Friday, July 31, 2009

Health care reform, part III

Physician-related problems

  • Medical education: It is long and very costly. In the U.S., we do not follow a vocational model as many other countries do. Here you must complete a four-year university degree, a four-year medical degree, and a residency program (at minimum). This is payed for by the students themselves, so that it is not unusual for a student to enter residency with 200K in debt. Residency, which is a minimum of three years, usually pays about 40K, so not much debt is being repaid (but interest is accruing on some loans). This means that an average doctor in the US needs to be paid A LOT just to maintain loan payments. Starting up a practice often isn't an option, as there is no money left. This leads to additional problems/solutions.

  • Reimbursement: Doctors' fees make up a small percentage of health care costs but it is often seen as low-hanging fruit. Remember though, that doctors are repaying enormous personal debt in addition to the usual work of raising a family and creating a career. Remember also that once a doctor is committed to a house, a debt payment, the costs of a practice, then drastic changes in payments will collapse the system. Doctors will lose their homes (yes, really), default on debts, and be unable to sustain their practices.
  • Financing education: unless the country decides to significantly subsidize medical education, including retroactive debt forgiveness, there is no way to significantly lower physician reimbursement. Most countries do this, and many, in return, demand a year or two of public service. Public financing of medical education, with a built-in expectation of military or public service, would mitigate the problem of underserved areas and the massive debt-burden of doctors.
  • Bureaucracy: If medical bureaucracy is overly burdensome, as is seen with many insurance companies, doctors will find new careers or refuse to accept insurance and demand payment out-of-pocket. My private practice does not accept HMO patients because we would have to hire more people just to do the paperwork involved with referrals and prior authorizations. It's just not worth it.

There are no easy solutions to our health care problems, and we do have problems. Any person who is covered by decent insurance is going to be hesitant to risk a change, but we have to decide, as a nation, what we value. If we value our economic and physical health, we need a system that gives everyone access to preventative care, that encourages practices based on evidence, and that encourages our best people to practice medicine. Right now, we pay a huge amount for health care, so arguments that any change will cost more are ridiculous---it doesn't have to cost more, and shouldn't. It should cost different. If businesses are relieved of the burden of paying insurance (like overseas businesses), if less money is spent on administration, we will all benefit.

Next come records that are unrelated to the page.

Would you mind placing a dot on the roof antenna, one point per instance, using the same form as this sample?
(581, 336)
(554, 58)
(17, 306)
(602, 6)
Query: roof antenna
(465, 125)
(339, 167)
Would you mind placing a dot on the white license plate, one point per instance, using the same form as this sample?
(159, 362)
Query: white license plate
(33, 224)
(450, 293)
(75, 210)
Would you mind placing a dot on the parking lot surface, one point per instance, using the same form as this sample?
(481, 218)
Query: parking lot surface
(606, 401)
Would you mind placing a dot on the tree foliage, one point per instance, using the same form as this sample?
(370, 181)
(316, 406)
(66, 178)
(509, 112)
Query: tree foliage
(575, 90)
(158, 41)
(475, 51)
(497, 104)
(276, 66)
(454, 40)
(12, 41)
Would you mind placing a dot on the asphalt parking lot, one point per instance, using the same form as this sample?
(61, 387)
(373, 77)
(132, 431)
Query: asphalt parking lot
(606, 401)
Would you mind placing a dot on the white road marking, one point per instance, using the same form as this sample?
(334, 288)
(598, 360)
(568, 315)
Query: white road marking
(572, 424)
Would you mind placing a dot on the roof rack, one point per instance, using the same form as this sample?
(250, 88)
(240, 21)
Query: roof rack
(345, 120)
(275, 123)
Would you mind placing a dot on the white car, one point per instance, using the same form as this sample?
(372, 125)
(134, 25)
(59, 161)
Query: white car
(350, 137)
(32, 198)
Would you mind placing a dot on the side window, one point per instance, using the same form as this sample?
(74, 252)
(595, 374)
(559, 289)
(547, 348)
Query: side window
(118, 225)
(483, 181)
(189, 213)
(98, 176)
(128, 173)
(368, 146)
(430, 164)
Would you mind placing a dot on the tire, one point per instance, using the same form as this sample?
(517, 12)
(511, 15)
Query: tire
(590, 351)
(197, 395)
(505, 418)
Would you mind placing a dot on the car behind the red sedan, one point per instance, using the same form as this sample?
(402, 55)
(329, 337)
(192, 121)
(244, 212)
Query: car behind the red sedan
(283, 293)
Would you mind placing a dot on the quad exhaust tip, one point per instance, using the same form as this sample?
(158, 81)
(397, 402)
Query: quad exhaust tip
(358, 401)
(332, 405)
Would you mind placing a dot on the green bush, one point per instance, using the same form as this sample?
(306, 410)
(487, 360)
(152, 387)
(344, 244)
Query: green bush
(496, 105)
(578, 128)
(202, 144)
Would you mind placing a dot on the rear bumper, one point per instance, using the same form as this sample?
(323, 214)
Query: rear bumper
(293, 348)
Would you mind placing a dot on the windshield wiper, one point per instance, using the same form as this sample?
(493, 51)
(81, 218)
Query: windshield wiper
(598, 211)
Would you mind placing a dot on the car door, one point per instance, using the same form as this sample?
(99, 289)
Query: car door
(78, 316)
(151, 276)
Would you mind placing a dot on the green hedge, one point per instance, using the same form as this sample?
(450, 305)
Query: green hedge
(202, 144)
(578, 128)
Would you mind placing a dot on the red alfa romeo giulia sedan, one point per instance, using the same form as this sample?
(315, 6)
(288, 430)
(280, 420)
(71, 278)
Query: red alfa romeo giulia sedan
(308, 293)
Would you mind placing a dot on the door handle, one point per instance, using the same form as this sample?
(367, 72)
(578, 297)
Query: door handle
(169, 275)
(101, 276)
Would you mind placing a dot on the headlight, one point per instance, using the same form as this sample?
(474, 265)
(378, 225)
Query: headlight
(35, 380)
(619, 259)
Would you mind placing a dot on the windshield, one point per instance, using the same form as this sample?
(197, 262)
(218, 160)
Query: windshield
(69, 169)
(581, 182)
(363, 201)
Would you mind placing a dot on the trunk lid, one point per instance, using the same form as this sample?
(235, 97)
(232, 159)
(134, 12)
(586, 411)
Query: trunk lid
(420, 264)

Whether a system is a patchwork of private insurers with citizens given tax-incentives or vouchers, or whether it is a single payer system, or whether it is the same system we have now with minor tweaks (which seems likely), we need to get comfortable with change, and do it soon. Any real change, change that actually accomplishes something, is going to hurt. It's not going to be easy. Before you reject certain options out of hand remember this: our largest insurer in Medicare. Medicare is unassailable as a program beloved by people enrolled, and they are pretty easy to work with as a provider. Medicare for all is not such a bad idea. It would require giving up some things to gain others. There is no system that won't require some sort of sacrifice. It's time to step up.